In a more functional style:
scala> Stream.iterate(1)(i => i * 5).takeWhile(i => i < 100).toList
res0: List[Int] = List(1, 5, 25)
And with more syntactic sugar:
scala> Stream.iterate(1)(_ * 5).takeWhile(_ < 100).toList
res1: List[Int] = List(1, 5, 25)
Maybe a simple while-loop would do?
var i=1;
while (i < 100)
{
println(i);
i*=5;
}
or if you want to also print the number of iterations
var i=1;
var j=1;
while (i < 100)
{
println(j + " : " + i);
i*=5;
j+=1;
}
it seems you guys likes functional so how about a recursive solution?
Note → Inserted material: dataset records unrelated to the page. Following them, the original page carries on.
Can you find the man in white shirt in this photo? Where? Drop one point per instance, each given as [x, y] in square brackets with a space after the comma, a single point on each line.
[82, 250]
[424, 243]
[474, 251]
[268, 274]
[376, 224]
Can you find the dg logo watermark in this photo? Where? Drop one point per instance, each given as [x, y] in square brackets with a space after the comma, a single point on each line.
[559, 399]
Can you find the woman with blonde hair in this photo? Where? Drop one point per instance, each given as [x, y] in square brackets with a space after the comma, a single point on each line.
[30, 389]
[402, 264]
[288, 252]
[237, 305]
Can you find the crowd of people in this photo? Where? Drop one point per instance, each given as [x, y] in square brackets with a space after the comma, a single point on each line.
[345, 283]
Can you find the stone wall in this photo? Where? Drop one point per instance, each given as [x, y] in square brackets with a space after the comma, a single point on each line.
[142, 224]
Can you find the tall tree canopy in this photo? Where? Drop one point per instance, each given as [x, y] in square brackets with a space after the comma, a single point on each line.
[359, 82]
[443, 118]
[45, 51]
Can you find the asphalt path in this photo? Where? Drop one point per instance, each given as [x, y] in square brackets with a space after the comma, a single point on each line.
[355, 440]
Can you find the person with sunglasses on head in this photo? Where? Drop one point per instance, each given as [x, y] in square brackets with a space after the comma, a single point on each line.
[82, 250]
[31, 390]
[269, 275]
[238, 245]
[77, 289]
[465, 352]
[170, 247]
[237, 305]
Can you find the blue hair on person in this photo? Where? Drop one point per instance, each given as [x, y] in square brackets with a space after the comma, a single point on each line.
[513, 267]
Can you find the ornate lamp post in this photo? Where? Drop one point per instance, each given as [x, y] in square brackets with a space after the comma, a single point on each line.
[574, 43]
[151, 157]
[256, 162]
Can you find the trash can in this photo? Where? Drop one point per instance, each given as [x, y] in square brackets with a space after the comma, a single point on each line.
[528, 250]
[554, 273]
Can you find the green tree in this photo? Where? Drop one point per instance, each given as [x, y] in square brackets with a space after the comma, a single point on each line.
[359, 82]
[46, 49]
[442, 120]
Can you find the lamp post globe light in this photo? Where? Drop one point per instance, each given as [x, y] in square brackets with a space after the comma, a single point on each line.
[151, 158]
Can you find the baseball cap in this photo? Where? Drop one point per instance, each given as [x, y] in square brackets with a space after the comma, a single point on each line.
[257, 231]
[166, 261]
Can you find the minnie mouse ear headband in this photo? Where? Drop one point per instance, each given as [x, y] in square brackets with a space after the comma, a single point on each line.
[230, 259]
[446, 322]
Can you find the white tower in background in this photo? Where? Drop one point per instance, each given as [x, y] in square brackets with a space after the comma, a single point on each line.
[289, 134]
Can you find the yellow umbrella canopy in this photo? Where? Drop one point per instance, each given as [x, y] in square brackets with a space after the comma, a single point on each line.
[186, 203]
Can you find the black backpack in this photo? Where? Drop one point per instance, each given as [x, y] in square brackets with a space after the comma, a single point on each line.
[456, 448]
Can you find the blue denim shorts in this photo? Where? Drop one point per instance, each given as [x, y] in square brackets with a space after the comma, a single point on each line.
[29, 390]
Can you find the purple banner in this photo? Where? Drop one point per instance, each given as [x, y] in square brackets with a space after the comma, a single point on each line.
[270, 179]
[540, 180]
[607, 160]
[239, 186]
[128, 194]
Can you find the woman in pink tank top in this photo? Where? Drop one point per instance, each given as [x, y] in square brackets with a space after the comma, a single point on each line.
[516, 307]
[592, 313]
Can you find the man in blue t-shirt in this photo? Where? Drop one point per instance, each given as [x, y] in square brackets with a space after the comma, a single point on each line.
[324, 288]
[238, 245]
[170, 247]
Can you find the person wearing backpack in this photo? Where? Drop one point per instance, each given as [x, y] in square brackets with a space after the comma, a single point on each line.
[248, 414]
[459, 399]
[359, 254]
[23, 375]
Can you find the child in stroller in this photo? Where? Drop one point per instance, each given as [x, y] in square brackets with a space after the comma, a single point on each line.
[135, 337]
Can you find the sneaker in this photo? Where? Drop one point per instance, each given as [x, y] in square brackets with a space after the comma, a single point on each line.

#tailrec def quints(n:Int): Unit = {
println(n);
if (n*5<100) quints(n*5);
}
Update: Thanks for spotting the error... it should of course be power, not multiply:
Annoyingly, there doesn't seem to be an integer pow function in the standard library!
Try this:
def pow5(i:Int) = math.pow(5,i).toInt
Iterator from 1 map pow5 takeWhile (100>=) toList
Or if you want to use it in-place:
Iterator from 1 map pow5 takeWhile (100>=) foreach {
j => println("number:" + j)
}
and with the indices:
val iter = Iterator from 1 map pow5 takeWhile (100>=)
iter.zipWithIndex foreach { case (j, i) => println(i + " = " + j) }
(0 to 2).map (math.pow (5, _).toInt).zipWithIndex
res25: scala.collection.immutable.IndexedSeq[(Int, Int)] = Vector((1,0), (5,1), (25,2))
produces a Vector, with i,j in reversed order.